The main character is a young boy who is obsessed with drawing cats. Because of his obsession, he isn't of any use at home, so he is sent away to become a priest. However, rather than study and train, he only wants to draw cats on the walls of the temple in his free time. This is frowned upon, for obvious reasons, and so he is sent away to another temple.

The second temple he goes to appears to be abandoned and is also lined with clean white walls. The young boy is ecstatic and immediately (as you might have guessed) begins to draw cats all over the place. In some versions of the story, he eventually draws a cat bigger than all the others; in other versions, he just draws a lot of smaller cats. He eventually tires and goes to sleep.

He is awakened in the middle of the night by a loud crashing and the sounds of a fight. He stays quiet, and the fight continues for a long time. Eventually it ends, and when he goes to investigate (the next morning, in most versions), he finds a dead giant rat. As he looks around, he then notices that something has changed about the cat(s) he drew.

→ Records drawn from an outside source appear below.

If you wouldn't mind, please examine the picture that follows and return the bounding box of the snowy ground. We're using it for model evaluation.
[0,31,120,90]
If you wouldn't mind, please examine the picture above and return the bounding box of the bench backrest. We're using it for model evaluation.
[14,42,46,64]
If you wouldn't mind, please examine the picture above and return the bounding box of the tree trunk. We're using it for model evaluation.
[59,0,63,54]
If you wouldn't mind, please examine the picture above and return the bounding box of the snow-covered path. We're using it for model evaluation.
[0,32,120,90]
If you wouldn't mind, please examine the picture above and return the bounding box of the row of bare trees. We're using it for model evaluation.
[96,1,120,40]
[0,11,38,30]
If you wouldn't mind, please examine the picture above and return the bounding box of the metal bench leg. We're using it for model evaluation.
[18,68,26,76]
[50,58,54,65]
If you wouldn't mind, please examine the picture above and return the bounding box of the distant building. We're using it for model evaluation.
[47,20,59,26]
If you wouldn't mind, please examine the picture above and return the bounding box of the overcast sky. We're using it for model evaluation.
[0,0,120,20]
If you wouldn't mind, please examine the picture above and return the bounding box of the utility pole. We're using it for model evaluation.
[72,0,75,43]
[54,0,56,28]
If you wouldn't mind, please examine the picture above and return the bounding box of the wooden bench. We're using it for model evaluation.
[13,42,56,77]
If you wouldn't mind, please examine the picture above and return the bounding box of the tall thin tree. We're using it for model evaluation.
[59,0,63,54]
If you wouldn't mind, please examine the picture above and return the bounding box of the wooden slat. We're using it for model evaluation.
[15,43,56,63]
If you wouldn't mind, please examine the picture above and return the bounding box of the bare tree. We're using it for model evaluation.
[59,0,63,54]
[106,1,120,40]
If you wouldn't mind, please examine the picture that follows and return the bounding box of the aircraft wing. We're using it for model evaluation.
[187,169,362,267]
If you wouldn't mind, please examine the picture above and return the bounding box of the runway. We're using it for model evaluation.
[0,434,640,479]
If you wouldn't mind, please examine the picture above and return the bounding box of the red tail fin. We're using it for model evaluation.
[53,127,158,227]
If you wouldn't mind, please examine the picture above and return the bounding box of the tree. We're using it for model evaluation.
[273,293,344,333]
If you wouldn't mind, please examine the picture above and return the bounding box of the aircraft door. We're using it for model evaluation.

In the stories involving one enormous cat, often the cat is facing the direction opposite of that which he had drawn it. In the stories that involved him drawing several smaller cats, the giant rat is often bloody, and the drawings of the cats all have blood in their mouths. No matter the variation though, it is clear that the child's drawings came to life during the night to protect him from the giant rat, and they eventually killed it after a long struggle. The young boy vows to never stop drawing cats from then on.